On their way across the treacherous landscape to Cabriz Castle, the two women came upon the hermitage of São Pedro das Águias, less than a league away from Dom Tedon’s home. Having explained her quest to Gelásio, he persuaded her to convert to Christianity.
Despite Ardinga’s baptism, the anticipated marriage never took place. Her enraged father, Al-Boazan, was in hot pursuit and upon finding her, he strangled her and tossed her body into the River Távora. A lone, pale rock in the middle of the river marks the spot where she landed. Locals say that when this “Penedo or Cova da Moira” stone is covered by water, it will be a particularly rainy year.
Dom Tedon’s reaction to Ardinga’s death varies in the telling of the tale. One version claims that the heartbroken warrior had her mutilated body buried on the spot where the chapel of São Pedro das Águias now stands and elevated the hermitage to monastery status. Another says that he turned his inconsolable grief into angerand perished heroically in combat against his sworn enemies in Paredes. According to the Cister Chronicle of Frei Bernado de Brito, the principle source of information about the early years of the São Pedro das Águias Monastery, the hermitage became a monastery upon Dom Tedon’s death.
The first monks of São Pedro das Águias belonged to the Benedictine Order and it’s not clear at exactly which point they swapped their black robes for the white habits and austere religious practices of the Cistercian Order. The change may have occurred when they moved to the new site or possibly beforehand.

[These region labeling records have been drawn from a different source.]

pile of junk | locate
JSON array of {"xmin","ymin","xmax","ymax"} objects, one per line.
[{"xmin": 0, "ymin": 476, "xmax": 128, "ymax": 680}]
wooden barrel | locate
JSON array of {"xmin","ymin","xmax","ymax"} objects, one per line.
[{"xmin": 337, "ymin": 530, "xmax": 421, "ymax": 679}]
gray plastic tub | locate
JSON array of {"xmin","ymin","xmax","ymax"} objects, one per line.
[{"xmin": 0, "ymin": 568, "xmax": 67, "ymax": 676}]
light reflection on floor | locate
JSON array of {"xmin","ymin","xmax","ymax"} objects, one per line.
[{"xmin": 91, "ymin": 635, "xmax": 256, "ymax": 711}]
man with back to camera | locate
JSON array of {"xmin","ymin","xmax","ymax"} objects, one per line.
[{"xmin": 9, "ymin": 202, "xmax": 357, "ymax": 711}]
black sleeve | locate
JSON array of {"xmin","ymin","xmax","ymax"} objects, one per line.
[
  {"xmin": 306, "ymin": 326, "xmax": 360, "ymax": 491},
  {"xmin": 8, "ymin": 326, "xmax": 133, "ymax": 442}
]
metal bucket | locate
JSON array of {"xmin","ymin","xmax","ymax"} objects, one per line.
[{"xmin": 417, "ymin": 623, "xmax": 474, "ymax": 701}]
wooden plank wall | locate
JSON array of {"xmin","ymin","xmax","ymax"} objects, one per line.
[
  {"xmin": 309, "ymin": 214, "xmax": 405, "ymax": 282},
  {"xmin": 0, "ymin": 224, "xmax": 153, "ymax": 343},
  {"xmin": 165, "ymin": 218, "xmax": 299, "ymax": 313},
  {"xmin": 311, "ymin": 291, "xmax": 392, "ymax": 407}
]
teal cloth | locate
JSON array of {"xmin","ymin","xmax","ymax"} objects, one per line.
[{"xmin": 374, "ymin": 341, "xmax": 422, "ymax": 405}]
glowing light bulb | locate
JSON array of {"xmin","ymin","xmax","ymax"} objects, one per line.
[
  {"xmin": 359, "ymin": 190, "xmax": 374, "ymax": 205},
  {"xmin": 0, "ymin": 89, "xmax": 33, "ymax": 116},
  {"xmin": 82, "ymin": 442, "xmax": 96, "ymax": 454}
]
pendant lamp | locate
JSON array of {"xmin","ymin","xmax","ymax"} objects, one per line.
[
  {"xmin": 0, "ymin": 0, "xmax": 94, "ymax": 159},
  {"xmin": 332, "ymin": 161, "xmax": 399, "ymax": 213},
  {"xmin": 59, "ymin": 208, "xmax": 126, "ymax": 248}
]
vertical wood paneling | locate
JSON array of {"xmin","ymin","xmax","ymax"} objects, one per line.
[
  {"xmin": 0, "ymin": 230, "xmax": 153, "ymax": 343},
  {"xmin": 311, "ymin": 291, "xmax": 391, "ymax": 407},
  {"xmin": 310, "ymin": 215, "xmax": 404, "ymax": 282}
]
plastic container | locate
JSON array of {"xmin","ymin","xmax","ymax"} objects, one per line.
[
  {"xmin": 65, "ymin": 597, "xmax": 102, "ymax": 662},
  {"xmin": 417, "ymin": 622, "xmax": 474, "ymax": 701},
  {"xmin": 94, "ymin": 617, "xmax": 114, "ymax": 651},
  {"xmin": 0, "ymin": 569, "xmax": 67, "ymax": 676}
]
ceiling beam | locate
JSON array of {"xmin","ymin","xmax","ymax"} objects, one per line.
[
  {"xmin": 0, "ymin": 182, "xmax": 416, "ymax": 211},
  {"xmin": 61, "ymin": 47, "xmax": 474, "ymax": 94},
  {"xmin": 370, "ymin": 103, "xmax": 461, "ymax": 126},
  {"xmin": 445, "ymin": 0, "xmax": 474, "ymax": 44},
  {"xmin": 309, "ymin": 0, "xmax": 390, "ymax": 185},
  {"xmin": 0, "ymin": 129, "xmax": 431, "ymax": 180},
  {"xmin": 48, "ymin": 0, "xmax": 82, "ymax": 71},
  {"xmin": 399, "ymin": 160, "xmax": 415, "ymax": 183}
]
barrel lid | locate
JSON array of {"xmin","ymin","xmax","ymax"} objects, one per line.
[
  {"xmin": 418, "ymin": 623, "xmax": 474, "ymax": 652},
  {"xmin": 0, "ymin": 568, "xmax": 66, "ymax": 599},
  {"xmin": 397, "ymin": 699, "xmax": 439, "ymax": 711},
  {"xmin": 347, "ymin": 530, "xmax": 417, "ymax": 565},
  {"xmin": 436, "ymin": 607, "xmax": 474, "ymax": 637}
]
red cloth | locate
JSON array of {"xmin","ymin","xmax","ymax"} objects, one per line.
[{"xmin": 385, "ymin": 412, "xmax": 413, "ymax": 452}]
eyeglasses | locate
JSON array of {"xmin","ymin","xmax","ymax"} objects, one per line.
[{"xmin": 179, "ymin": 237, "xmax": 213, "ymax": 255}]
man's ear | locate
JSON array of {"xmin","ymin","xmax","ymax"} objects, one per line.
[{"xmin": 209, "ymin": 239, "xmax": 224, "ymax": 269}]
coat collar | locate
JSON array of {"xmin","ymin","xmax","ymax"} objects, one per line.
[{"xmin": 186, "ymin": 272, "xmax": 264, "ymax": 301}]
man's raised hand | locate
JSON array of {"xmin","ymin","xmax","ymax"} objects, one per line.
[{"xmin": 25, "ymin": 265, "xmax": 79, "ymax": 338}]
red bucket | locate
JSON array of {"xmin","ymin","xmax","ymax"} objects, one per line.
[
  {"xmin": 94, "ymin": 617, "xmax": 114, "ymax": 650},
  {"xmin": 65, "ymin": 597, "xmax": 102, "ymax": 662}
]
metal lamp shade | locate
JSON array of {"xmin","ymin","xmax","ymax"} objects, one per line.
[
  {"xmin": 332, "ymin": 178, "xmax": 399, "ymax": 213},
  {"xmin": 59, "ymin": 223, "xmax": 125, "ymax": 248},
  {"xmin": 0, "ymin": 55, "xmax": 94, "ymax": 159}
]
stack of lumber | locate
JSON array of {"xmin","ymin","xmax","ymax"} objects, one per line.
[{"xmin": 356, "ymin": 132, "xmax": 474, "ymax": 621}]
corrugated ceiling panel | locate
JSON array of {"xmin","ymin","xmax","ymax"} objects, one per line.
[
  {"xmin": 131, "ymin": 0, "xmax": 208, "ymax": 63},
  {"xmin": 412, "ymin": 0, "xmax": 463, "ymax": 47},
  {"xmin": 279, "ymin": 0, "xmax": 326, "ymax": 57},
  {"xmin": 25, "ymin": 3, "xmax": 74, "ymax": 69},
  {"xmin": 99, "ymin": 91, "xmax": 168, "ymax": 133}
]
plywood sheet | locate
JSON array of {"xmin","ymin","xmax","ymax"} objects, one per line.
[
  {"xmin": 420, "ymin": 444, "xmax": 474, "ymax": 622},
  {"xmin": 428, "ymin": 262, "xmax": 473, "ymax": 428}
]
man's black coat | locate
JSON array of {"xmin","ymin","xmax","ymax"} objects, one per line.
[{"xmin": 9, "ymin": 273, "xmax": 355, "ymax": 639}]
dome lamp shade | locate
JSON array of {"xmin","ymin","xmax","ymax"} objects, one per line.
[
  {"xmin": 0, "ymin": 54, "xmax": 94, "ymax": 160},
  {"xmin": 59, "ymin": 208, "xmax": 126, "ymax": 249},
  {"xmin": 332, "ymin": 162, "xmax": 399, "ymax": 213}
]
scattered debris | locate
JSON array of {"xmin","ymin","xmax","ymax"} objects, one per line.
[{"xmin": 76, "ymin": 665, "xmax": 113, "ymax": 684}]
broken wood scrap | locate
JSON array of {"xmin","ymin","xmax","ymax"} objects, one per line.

Over the centuries, the new monastery at São Pedro das Águias fell into serious decline to the point where visiting pilgrims wrote about the shocking conditions they encountered in the 16th century. Due to a shake-up following the Council of Trent, the monastery was completely rebuilt in the 17th century in the newly fashionable Baroque style. Under the subsequent patronage of Queen Maria the Pious, the religious complex flourished until the 1834 state edict that abolished and confiscated all Portuguese monasteries.
By 1836, the monastery had been looted by the local population and partially destroyed in a fire. Stones from the ruins were used to build some of the structures you see today. The few remaining documents and contents were sold off a few years later.
One thing that the raiders were not able to take is the statue of St. Peter, which remains in the niche of the church to this day. Legend has it that when the mob attempted to remove it, the ground began to shake. This terrifying event lent weight to the notion that if the saint’s image were removed, nothing would escape intact and so he has been left in peace ever since.